🤖 AI Summary
This work addresses the challenge of reliably training process reward models (PRMs) in scientific reasoning tasks such as biological inference, where expert-annotated fine-grained supervision signals are scarce and existing weak-to-strong generalization methods lack effective mechanisms to filter noisy supervision. To this end, we propose the DC-W2S framework, which introduces a dual-consensus mechanism—combining self-consistency (SC) within weak supervisors and neighborhood consistency (NC) in the embedding space—to stratify the reliability of noisy supervision signals. Leveraging instance-level balanced sampling and label-level reliability-aware masking, DC-W2S enables curriculum learning without requiring extensive expert step-by-step annotations. Our approach yields robust PRMs that significantly enhance the reliability and effectiveness of process reward modeling in complex biological reasoning tasks.
📝 Abstract
In scientific reasoning tasks, the veracity of the reasoning process is as critical as the final outcome.
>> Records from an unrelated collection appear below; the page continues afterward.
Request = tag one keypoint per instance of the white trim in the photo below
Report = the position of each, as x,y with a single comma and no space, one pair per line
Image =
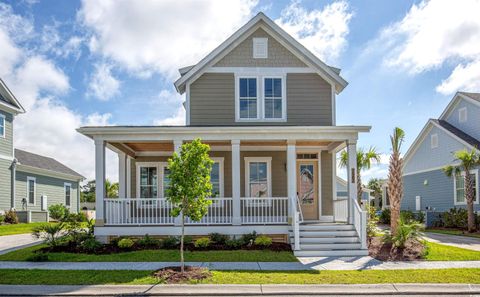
31,178
65,185
267,160
455,202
While Process Reward Models (PRMs) offer a solution to the coarse-grained supervision problems inherent in Outcome Reward Models (ORMs), their deployment is hindered by the prohibitive cost of obtaining expert-verified step-wise labels. This paper addresses the challenge of training reliable PRMs using abundant but noisy"weak"supervision. We argue that existing Weak-to-Strong Generalization (W2SG) theories lack prescriptive guidelines for selecting high-quality training signals from noisy data. To bridge this gap, we introduce the Dual-Consensus Weak-to-Strong (DC-W2S) framework. By intersecting Self-Consensus (SC) metrics among weak supervisors with Neighborhood-Consensus (NC) metrics in the embedding space, we stratify supervision signals into distinct reliability regimes. We then employ a curriculum of instance-level balanced sampling and label-level reliability-aware masking to guide the training process. We demonstrate that DC-W2S enables the training of robust PRMs for complex reasoning without exhaustive expert annotation, proving that strategic data curation is more effective than indiscriminate training on large-scale noisy datasets.